Updated: Jul 16, 2020

I did not believe it was likely that “VanEck SolidX’ Bitcoin Trust 144A Shares” would pave the way for a bitcoin ETF in terms of regulation. While the trust was active and was being observed by the SEC, it had received low support since its launch. The trust’s total net assets were only around $41,400 late 2019 – approximately 4.5 Bitcoins at the current approximate price of USD$9,122. However, the trust's net assets as of June 2020 are approximately $577,300 - a more than 10x increase. Due to the trust’s lack of support and three ETFs that the SEC had made decisions on their approval in October 2019, I did not believe that the trust offered a valid enough use case for the SEC to base its decisions on. Also, to note, VanEck SolidX is one of the three companies that had proposed ETFs to the SEC.

The main difference between the VanEck SolidX Trust and a Bitcoin ETF is that the trust is set up to avoid the regulatory issues that an ETF has to adhere to. The trust uses the SEC’s exemption for 144A shares, which are shares that can only be offered to qualified institutional buyers rather than the retail investors that would normally have access to the ETF and in which an institution can also invest in.

Since the VanEck ETF was denied, we are unsure if they will file a new one. Seeing as how VanEck SolidX decided to move forward with a Bitcoin trust to avoid the regulatory issues, this may give them the flexibility to file another ETF application as they have the trust to use in the meantime. Though I don’t see why that would be more likely to succeed unless there is a new use case for it.

Since the trust uses 144A shares offered only to qualified institutional investors, I do not believe that the SEC will have any issues apart from the manipulation concerns that it always has. However, SEC Chairman Jay Clayton has said that the SEC is closer to approving a Bitcoin ETF which would be offered to retail investors through brokerage accounts, and since the trust uses the SEC-registered OTC Link ATS, which is a quotation and trading system, it may have a good standing with the SEC. As long as the trust can satisfactorily address the concerns about manipulation, which it has to anyway for their ETF, the trust should continue to operate but should also expect to continue to receive low levels of support from qualified institutional investors.

I doubt the trust will receive the same level or volume that an ETF would receive from institutional investors, especially when it cuts off access to a potentially large pool of retail investors. Since the trust’s launch, it has only accumulated $577,300 which is roughly worth more than 63 Bitcoins at the current approximate price. Due to this volume, an ETF that is approved by the SEC could receive a larger volume; especially since the ETF will have officially been approved by the SEC providing the necessary safeguard to institutions to begin investing their money without the possibility of it getting shut down and attract the retail investor pool.

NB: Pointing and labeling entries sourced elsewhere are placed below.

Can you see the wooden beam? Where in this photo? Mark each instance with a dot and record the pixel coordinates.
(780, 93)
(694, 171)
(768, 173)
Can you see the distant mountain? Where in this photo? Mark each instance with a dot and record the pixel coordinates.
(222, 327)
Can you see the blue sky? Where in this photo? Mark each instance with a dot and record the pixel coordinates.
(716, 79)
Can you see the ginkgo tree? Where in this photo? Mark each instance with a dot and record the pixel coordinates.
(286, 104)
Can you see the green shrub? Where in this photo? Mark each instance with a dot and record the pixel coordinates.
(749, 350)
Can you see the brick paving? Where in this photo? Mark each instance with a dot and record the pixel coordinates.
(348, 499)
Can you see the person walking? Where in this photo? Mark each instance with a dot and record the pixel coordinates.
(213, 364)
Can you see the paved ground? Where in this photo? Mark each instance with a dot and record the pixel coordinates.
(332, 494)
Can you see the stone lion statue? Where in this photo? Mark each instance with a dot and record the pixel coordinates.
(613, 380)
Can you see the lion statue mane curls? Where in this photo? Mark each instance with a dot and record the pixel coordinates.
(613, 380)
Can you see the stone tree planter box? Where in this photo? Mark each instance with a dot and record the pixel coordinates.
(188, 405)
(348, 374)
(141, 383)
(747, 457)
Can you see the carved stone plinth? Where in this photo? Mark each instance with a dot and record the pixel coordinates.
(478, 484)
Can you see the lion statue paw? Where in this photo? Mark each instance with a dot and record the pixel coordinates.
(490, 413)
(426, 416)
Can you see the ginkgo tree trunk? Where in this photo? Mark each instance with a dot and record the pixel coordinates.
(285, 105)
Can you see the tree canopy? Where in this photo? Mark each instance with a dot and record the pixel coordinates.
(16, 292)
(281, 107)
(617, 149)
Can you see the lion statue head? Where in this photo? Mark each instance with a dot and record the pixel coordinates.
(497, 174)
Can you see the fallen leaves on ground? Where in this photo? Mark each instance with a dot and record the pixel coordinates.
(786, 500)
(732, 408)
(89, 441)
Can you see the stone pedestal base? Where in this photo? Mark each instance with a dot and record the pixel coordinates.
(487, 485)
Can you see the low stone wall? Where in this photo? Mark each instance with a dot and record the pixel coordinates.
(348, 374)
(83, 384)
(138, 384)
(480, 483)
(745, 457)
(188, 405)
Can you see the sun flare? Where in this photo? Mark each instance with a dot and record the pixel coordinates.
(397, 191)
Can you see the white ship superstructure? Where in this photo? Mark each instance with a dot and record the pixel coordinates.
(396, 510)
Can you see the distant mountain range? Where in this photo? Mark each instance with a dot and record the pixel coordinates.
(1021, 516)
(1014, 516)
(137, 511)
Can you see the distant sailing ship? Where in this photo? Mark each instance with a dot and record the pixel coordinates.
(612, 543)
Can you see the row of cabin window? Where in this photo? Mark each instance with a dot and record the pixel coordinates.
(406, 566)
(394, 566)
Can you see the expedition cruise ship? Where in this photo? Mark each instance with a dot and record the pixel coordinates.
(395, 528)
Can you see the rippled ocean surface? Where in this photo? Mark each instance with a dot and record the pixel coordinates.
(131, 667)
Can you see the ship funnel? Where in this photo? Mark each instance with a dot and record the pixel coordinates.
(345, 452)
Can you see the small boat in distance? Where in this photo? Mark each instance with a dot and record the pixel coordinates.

Due to the significant developments in this industry from the SEC and Congress, we are certainly closer to a Bitcoin ETF than we were a year ago. The SEC still has questions regarding price manipulation and custody. However, with these two questions still up in the air, the SEC is made their decisions on three Bitcoin ETFs; Wilshire Pheonix’s Bitcoin ETF, Bitwise Asset Management’s ETF, and for VanEck SolidX’ ETF. Bitwise Asset Management’s Bitcoin ETF had gained support from over 30 different individuals in the industry and was thought to have the best chance at becoming the first SEC-approved Bitcoin ETF. However, all three were denied as none were able to give a satisfactory solution to those two issues the SEC raised.

With the SEC’s decisions on the three Bitcoin ETF proposals, along with Chairman Clayton’s views that the SEC is close to approving a bitcoin ETF, we may still have a chance at the first SEC-approved Bitcoin ETF in the future. However, I believe this will only occur if the SEC has received satisfactory answers regarding the potential of price manipulation and custody options.